Treatment of the Individual: Both albendazole and DEC have shown to be effective in killing the adult-stage filarialparasites (necessary for complete cure of infection), but ideal treatment regimens still need to be defined. Clearly this anti-parasite treatment can result in improvement of patients’ elephantiasis and hydrocoeles (especially in the early stages of the disease), but the most significant treatment advance to alleviate the suffering of those with elephantiasis has come from recognizing that much of the progression in pathology results from bacterial and fungal ‘super infection’ of tissues with compromised lymphatic function caused by earlier filarial infection. Thus, rigorous hygiene to the affected limbs with accompanying adjunctive measures to minimize infection and promotes lymph flow result in both a dramatic reduction in frequency of acute episodes of inflammation (‘filarial fevers’) and in astonishing degree of improvement of the elephantiasis itself.

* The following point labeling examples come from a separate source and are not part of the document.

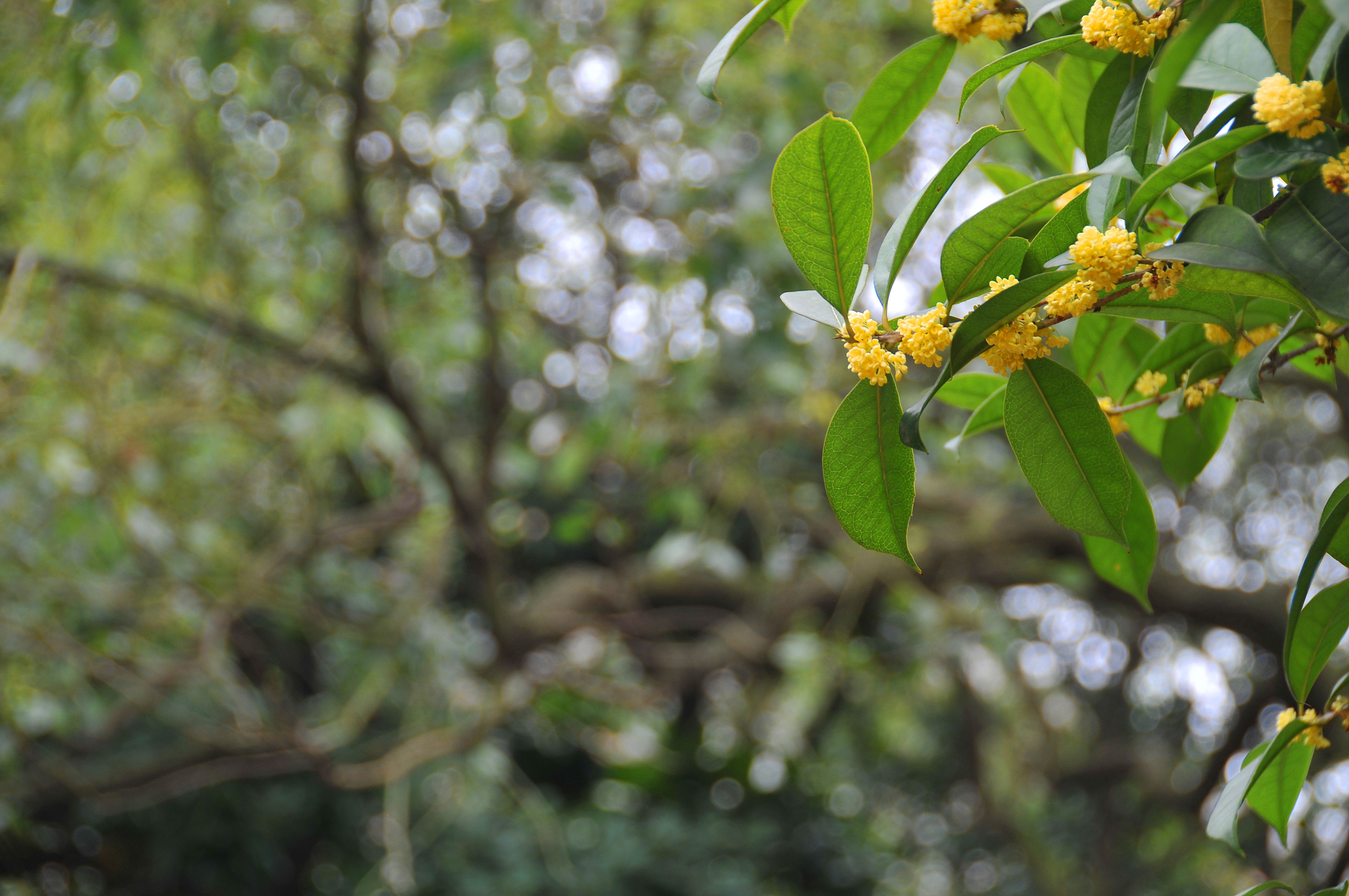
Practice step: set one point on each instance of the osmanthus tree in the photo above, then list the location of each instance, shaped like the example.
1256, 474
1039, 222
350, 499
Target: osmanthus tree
1252, 280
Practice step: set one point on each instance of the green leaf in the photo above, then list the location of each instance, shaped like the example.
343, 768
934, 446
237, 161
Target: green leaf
1057, 237
971, 390
1179, 50
1321, 627
1281, 153
1130, 570
1223, 821
1232, 60
1066, 450
985, 417
902, 91
1244, 380
1310, 235
869, 473
910, 223
1193, 439
1011, 61
1224, 237
976, 241
1275, 794
822, 198
1188, 307
734, 40
971, 339
1103, 106
1038, 107
1312, 27
1182, 168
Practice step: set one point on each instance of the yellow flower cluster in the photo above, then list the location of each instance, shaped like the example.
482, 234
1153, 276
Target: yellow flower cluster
966, 20
1150, 384
1018, 342
1112, 24
1117, 423
1201, 392
1335, 173
1254, 338
922, 337
1312, 735
867, 357
1290, 107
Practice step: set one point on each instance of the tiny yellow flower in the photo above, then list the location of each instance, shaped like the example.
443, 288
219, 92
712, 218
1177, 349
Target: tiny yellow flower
1290, 107
1150, 384
1217, 335
1117, 423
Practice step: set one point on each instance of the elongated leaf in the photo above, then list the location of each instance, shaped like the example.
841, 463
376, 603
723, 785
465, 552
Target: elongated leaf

WHO’S Program to Eliminate Lymphatic Filariasis The strategy of the program in the Division of the Control of Tropical Diseases (CTD) to eliminate lymphatic filariasis has two components: first to stop the spread of infection (i.e., interrupt transmission) and, second, to alleviate the suffering of affected individuals (i.e., control morbidity).
To interrupt transmission, communities where lymphatic filariasis is endemic must be identified, and then community-wide (‘mass treatment’) programs should be implemented to treat the entire population at risk of infection. In most countries, annual administration of one or two medications given together will be required for four to six years. To alleviate the suffering caused by the disease, efforts must be made to educate communities and affected patients about the tremendous value of intensive local hygiene and the improvement possible both for the damage that has already occurred and for prevention of the debilitating acute episodes of inflammation that accompany it.
Working with WHO’s country, regional offices and collaborating centers, CTD encourages and supports endemic countries in their efforts to revise national programs and formulate plans of action that take advantage of the new tools and approaches to eliminate lymphatic filariasis. By January 1998, 13 countries had revised their national plans of action, and elimination programs had already been initiated in seven of these. To provide much needed support for these filariasis elimination efforts, SmithKline Beecham PLC has generously agreed (in January 1998) to collaborate with WHO/CTD in the program to eliminate lymphatic filarial disease. The company will donate through WHO quantities of albendazole sufficient to eliminate the disease globally and will, additionally, provide financial support, human resources and expertise in support of this elimination goal.
The World Bank and the Arab Fund for Economic and Social Development have joined these collaborative efforts. WHO has invited both organizations of the UN family and other partners in health to join similarly in this international program to eliminate lymphatic filariasis. Indeed, it is this new partnership now being forged among scientists, health workers, the public and private sectors, affected communities and patients themselves that will provide the necessary impetus to achieve by 2020 the goal, recently enunciated by the 50th World Health Assembly, of eliminating lymphatic filariasis as a public health problem from all endemic countries.